Rainforest Trust only needs to raise the last one-third of funding to support the purchase of 596 acres as a first-of-its kind project in Brazil’s unique Cerrado habitat!
As a major tributary of the Amazon, Brazil’s Araguaia River traverses one of the most unique landscapes of the world. It literally divides two biomes: Amazon flooded forest on one side and the Cerrado, or tropical savannah, on the other. At the convergence of this ecotone, Rainforest Trust is helping its local partner Instituto Araguaia 593 acres of pristine Cerrado that backs up to the river and connects with protected areas of the flooded forest, including Cantão State Park, where Instituto Araguaia operates.
“Every single protected area in the Cerrado is [in the rocky uplands]. There is no protection in the lowlands because of agricultural development potential,” Co-founder of Instituto Araguaia George Georgiadis said in a presentation at Rainforest Trust headquarters.
Despite the uniqueness of this region, the Cerrado is the most threatened habitat in Brazil. Recognizing this, Rainforest Trust encouraged its partner to explore how this habitat is crucial for the survival of threatened species. Luckily, Ornithologist Tulio Dornas felt confident that the soon-to-be purchased parcel would be home to the rare Endangered Kaempfer’s Woodpecker, which was once thought extinct.
Dornas found several pairs of Kaempfer’s Woodpeckers in bamboo stands on the property, demonstrating its critical importance as a protected area for a rare species dependent on a highly specific habitat. But the property has other conservation benefits as well, including being an important habitat for the Endangered Giant Otter, who has a den along the property’s riverbank; limited to no logging, an impressive feat considering the amount of hardwoods there; and a wildlife corridor for passage between the flooded forest and the Cerrado.
Unfortunately, these ecological benefits are often outweighed by agricultural pursuits, as the land is very valuable to farmers. It is possible to etch out three crops a year (two soybean and one corn) in some areas of the Cerrado with help from irrigation, making it one of the highest yielding biomes of the world for this profitable crop. Which is exactly why it is also the most threatened habitat in Brazil, even more than the Amazon rainforest. As the second largest habitat of Brazil, taking up 21 percent of the land, nearly 80 percent of it has been destroyed for agricultural developments.

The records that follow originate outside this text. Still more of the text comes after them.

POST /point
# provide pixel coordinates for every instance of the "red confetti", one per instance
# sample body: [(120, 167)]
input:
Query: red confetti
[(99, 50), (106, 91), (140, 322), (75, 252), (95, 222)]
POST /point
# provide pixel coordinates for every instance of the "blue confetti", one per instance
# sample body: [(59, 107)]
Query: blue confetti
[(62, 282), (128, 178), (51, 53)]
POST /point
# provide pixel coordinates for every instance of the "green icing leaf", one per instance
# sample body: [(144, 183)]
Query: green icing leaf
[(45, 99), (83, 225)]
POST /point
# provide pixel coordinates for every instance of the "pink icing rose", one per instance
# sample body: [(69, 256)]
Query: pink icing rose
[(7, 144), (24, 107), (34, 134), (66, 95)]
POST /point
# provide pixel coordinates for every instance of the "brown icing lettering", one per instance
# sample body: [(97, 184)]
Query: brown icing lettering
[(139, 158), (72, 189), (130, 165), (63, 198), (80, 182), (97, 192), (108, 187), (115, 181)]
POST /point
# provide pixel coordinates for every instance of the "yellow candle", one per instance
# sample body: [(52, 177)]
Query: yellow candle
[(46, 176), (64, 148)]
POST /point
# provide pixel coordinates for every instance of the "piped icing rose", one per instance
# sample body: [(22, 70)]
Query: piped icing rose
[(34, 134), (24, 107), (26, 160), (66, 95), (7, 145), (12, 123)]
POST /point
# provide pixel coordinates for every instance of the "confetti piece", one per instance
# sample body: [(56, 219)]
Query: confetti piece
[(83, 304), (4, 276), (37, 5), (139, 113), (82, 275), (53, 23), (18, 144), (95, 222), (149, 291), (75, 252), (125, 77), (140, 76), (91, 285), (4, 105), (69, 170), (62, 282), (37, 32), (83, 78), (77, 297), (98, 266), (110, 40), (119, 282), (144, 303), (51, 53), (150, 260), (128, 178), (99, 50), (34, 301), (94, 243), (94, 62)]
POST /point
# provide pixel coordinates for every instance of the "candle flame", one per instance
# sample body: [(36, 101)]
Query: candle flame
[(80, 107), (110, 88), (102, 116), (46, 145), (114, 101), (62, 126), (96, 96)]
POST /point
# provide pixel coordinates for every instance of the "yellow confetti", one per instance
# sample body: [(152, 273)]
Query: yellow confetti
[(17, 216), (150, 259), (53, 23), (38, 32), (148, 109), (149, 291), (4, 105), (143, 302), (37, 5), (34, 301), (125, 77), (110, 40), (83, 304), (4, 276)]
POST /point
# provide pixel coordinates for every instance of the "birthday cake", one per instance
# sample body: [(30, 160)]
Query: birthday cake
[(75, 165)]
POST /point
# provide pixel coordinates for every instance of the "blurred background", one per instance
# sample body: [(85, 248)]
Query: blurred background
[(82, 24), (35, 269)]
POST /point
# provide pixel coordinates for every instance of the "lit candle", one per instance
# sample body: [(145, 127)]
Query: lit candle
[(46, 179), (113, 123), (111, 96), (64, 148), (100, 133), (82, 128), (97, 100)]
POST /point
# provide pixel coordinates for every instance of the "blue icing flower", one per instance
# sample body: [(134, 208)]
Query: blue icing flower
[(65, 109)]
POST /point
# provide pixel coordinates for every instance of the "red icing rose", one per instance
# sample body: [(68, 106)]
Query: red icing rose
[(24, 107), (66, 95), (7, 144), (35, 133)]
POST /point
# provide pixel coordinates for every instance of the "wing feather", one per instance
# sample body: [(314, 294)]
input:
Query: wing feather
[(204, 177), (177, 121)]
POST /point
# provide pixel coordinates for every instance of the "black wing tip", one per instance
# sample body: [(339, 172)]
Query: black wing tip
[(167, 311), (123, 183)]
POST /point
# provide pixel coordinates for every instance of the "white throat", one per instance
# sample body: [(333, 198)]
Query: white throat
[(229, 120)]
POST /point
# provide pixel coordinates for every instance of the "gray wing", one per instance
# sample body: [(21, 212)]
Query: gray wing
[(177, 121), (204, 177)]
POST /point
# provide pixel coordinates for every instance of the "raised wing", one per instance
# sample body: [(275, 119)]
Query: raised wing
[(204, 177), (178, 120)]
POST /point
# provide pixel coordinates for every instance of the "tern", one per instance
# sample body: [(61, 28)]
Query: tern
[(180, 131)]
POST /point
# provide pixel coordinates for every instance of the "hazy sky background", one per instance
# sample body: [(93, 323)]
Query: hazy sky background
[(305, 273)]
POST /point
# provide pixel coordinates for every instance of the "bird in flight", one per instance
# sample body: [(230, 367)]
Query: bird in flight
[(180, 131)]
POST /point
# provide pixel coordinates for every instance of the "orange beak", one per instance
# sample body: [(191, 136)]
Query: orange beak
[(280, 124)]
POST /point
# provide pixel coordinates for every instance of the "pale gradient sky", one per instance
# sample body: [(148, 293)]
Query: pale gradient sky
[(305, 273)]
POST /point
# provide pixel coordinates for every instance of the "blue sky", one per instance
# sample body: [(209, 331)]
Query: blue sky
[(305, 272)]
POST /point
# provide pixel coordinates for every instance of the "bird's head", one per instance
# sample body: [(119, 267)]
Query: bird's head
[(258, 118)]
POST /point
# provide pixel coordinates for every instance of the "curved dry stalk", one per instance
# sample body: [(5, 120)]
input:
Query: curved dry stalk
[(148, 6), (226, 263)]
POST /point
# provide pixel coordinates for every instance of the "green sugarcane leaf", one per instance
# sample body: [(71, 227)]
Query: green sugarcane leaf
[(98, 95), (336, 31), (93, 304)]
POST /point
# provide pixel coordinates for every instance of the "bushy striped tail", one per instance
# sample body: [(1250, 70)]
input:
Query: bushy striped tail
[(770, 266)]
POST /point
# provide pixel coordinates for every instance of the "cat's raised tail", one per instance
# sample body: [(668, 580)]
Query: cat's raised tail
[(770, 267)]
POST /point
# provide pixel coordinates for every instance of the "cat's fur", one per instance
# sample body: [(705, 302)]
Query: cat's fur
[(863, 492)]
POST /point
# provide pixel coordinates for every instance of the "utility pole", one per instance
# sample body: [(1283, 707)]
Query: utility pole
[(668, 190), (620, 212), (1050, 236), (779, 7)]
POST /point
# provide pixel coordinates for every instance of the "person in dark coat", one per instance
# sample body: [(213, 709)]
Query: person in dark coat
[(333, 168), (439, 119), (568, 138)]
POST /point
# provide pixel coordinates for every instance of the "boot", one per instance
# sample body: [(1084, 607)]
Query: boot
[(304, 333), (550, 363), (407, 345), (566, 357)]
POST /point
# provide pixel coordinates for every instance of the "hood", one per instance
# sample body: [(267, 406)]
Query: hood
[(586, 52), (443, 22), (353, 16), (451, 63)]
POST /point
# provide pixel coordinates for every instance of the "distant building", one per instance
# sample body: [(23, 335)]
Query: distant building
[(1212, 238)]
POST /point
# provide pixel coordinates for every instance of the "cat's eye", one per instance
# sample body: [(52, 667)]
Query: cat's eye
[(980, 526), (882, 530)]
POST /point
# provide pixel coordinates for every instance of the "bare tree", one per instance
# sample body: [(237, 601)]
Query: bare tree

However, it gets little conservation attention, despite its uniqueness and importance, with approximately only 2 percent protected.
“We decided to focus our efforts as conservationists as preventative, before soy sweeps through the region like a hurricane,” Silvana Campello, Co-founder of Instituto Araguaia, said in the presentation.
Soy production is the number one agricultural product from the region. Not only do soy producers deforest and burn the Cerrado, but they also use immense amounts of a pesticide that further destroys the land and pollutes the waterways, Campello said. Understanding how these behaviors could have serious impacts on the Cantão State Park, Instituto Araguaia with the help of Rainforest Trust decided to create a secure conservation corridor around the park that could help safeguard the protected area.
Using satellite imaging to determine where the most pristine swaths of Cerrado remain, Instituto Araguaia aspires to establish a corridor of protection. Hoping to convince private landowners that “conservation is good and necessary, and important for issues like climate change,” Campello said they are spreading the word about the benefits of setting up private reserves. In addition to the clear benefits to wildlife, in Brazil, private reserves are treated much like parks, and provide tax benefits for the landowner as well. Since private reserves are irreversible in perpetuity by federal law, they want this new protected area to be
“a seed to persuade as many people as we can to set up private reserves,” Georgiadis said.